L’ultima di Marco è lo sciopero della fame per gli otto senatori che vi sono stati negati. L’ha sospeso, fiducioso. E i senatori col piffero che li avete.
«Non molliamo la battaglia. È solo silenziata dai giornali. Il ministro dell’Interno, Amato, e il giurista Giuliano Vassalli hanno sposato le nostre tesi. Mi aspetto che qualche tv, giornale o citofono dia la notizia».
Rovinato da Marco: fai come lui l’eterna vittima.
«Perna, nun ce prova’».
L’alleanza con lo Sdi di Boselli è già in frantumi?
«Noi abbiamo investito molto nella Rosa nel pugno. Ci crediamo davvero».

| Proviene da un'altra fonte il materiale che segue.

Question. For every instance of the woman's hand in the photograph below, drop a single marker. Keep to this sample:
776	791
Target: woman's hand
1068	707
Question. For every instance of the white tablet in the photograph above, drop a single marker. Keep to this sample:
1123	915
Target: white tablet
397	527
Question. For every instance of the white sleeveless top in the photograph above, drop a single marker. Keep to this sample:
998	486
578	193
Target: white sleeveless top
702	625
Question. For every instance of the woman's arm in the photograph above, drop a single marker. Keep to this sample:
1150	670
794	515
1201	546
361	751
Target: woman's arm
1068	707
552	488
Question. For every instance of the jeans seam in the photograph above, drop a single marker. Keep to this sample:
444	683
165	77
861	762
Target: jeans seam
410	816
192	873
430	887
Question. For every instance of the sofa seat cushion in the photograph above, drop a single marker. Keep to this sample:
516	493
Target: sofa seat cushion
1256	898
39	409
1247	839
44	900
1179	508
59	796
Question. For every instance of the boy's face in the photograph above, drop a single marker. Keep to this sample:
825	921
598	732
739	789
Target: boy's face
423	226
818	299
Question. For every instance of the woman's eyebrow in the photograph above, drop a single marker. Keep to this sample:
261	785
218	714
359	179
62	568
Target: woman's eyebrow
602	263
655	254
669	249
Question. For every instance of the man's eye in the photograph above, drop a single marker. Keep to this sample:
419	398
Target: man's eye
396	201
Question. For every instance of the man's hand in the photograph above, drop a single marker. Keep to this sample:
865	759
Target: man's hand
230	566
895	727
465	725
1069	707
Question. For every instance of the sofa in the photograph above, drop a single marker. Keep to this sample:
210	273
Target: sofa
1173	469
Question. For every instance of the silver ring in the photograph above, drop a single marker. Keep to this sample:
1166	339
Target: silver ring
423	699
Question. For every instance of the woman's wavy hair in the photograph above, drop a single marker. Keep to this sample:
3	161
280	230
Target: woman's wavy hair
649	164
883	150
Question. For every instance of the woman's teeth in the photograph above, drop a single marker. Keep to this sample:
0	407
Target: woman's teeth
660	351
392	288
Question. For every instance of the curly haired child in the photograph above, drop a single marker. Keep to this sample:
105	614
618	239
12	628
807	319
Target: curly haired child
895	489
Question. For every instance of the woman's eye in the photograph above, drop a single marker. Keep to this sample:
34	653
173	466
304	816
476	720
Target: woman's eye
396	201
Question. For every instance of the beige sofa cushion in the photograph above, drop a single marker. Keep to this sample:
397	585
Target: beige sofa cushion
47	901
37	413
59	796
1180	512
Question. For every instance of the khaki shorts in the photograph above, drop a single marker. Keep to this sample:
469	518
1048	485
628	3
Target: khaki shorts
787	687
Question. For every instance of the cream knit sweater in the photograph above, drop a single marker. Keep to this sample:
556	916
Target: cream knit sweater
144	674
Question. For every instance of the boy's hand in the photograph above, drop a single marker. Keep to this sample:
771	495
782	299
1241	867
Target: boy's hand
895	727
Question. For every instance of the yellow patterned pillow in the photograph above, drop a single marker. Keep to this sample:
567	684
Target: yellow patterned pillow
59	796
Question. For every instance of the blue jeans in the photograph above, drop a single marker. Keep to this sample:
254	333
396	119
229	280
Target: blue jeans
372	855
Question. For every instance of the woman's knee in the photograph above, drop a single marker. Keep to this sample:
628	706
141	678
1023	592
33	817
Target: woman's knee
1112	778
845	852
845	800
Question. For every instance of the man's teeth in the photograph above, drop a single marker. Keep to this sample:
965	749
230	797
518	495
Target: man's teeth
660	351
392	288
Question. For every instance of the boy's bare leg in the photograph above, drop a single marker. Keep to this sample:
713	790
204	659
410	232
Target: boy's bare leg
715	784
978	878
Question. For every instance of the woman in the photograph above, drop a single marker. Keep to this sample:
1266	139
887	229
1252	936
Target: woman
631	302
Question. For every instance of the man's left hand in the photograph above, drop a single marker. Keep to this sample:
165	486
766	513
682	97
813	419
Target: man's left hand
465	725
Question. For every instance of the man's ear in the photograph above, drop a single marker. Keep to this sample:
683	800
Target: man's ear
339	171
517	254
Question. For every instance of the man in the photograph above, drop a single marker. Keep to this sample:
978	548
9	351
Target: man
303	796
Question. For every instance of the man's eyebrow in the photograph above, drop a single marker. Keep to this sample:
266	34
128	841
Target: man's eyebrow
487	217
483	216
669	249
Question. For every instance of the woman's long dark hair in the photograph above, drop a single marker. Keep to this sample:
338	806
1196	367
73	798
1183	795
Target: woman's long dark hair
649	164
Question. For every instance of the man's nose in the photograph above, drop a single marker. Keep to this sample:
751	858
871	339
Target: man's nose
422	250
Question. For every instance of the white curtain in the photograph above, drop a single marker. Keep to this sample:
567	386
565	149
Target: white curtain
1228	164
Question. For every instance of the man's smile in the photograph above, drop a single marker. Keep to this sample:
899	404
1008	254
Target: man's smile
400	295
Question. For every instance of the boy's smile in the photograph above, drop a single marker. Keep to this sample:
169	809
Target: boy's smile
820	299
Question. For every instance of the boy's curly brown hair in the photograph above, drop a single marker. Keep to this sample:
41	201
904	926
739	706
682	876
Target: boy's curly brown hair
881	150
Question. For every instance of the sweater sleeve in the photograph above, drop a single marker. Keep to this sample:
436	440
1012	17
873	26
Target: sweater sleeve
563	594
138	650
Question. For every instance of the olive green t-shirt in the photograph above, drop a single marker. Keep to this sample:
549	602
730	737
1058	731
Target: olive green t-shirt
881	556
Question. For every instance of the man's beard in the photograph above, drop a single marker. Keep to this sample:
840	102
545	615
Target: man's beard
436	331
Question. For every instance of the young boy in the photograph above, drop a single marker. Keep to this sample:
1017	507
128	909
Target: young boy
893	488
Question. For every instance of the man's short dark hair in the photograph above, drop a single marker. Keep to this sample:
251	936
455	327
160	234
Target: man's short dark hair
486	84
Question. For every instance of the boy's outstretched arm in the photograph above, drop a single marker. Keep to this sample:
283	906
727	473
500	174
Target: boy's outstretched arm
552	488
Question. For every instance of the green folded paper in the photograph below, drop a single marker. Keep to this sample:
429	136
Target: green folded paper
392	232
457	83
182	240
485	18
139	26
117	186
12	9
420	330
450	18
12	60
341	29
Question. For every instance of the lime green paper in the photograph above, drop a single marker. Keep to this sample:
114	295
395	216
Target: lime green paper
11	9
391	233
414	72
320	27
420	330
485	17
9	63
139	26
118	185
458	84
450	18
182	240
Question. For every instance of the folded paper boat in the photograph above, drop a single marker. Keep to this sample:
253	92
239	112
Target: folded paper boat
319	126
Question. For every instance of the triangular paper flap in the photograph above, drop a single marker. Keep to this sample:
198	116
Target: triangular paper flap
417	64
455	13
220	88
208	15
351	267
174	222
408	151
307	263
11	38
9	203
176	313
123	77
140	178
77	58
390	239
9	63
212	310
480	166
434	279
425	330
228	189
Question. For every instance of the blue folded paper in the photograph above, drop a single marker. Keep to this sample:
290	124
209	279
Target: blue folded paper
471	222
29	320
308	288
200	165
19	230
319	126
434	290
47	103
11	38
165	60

Però litigate ogni giorno.
«La Rosa nel pugno ci sarà ancora quando buona parte degli altri partiti avrà chiuso. Io non vado in vacanza. Sarei tanto contento di lavorare in agosto coi compagni socialisti su questo obiettivo. Dobbiamo lanciare sfide su tutto. Solo così esistiamo, dentro e fuori l’Unione».
Dovrai scuotere il placido Boselli.
«Occorre passare dai ritmi Sdi ai ritmi radicali».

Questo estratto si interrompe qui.